Upswept is Katharine Birdsall’s third piece for the dance program.  When asked about her choreography Birdsall explained that, “[it] is inspired by a corporeal sense of shifting sands, changing tides, the wind across water and luffing sails.  The movement vocabulary explores the materiality of these elements in the natural world and how they exist in and around us.  The overall composition of the dance describes some of the many variations on being swept up and shifted or changed by natural forces. It is at once elemental, almost impersonal, as well as emotional.  In this way we are playing with the line between dancing the images as they exist in nature as well as how they may affect us as beings alive in our bodies.  The structure of the piece relies on source material from choreographed phrases and improvisations based on elements of earth and air.  The dance is a weaving of these choreographies and improvisations.”  The dancers in this piece will be joined onstage by musician and composer Wes Swing who will be performing an original work for Upswept composed with the vocabulary of "luffing sails," "wind," and "down and up" in mind.  The music relies and plays on ideas of ground and sky with movement in between.  The ground swell theme reminds us that air implies the existence and need for ground, and the use of cello harmonics and loops in open tonalities reflect ideas of space and possibility.  These possibilities lead to reinterpretations and expansion of themes throughout the piece.
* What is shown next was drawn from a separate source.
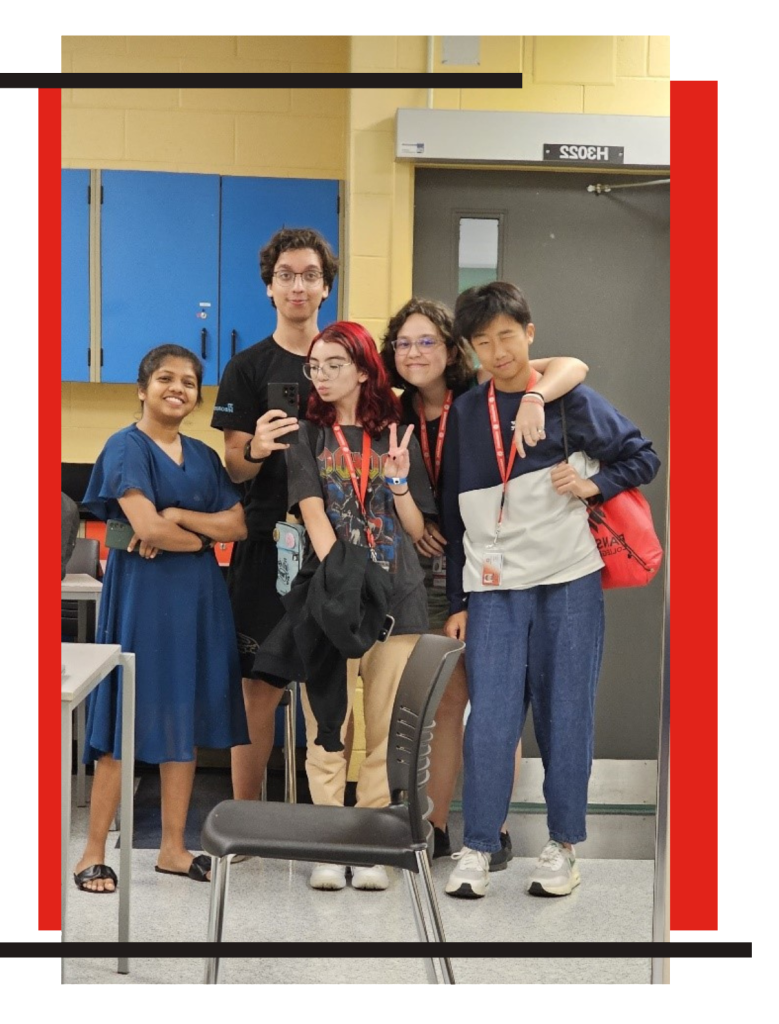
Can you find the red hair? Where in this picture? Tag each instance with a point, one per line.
(378, 406)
Borrowing the title from the beginning of the second stanza of Lift Every Voice and Sing by James Weldon Johnson and John Rosamond Johnson, Stony the Road We Trod, by guest artist André M. Zachery, is an entry for audiences into the purpose and premise of Afrofuturism.  When asked to describe his creative practice in relation to Afrofuturism, Zachery stated that “Black practices in the Western Diaspora have been formed as not only survival mechanisms, but spaces for empowerment and uplift always along a journey forward.  The coded language and analogy versed in the soundscapes of Blackness continue to provide the timeless framework to drive and motivate movement.  Movement as a key component to Afrofuturism.”

In addition to the above guest artist works, seven students (both undergraduate and graduate) created original pieces for this concert.  From Vivien Fergusson’s Fledge about transition and pacing to Semora Ward’s cellar door which investigates “the dualities that exist within and the relationship between the performed and true self,” each student has found unique ways to investigate, develop, and manifest their artistic voices through the creative process.

Sarah Lescault, a fourth-year English major and Dance minor, developed her piece Dream of Dance inspired by “the never ceasing movement of waves.” Composer Bradyn Cole collaborated with Lescault and wrote the music for the piece.

In his work Theory, fourth-year Political and Social Thought major and History minor Luke Williams attempts to express in movement that which cannot be expressed in his written PST thesis. “The intersection of dance, politics, and black studies is a rich reminder that embodied knowledge is an important, though often overlooked, perspective that bears critical insight for imagining political possibilities.”  In this piece Williams creates a textual collage alongside the dancers onstage integrating excerpts from Between the World and Me by Ta-Nehisi Coates with poetic prose written and performed by Williams.

Tickets for the Spring Dance Concert can be purchased online at www.artsboxoffice.virginia.edu, by calling 434-924-3376 or in person at the UVA Arts Box Office, located in the lobby of the UVA Drama Building, open Monday through Friday from noon until 5:00 p.m.  Tickets are $7 for adults, $6 for seniors, UVA Faculty/Staff, and UVA Alumni members, and $5 for students.  Full-time UVA students may receive one free ticket if reserved at least 24 hours in advance of their desired performance date. 

Free parking on performance nights is available in the Culbreth Road Parking Garage, located next to the Drama Building.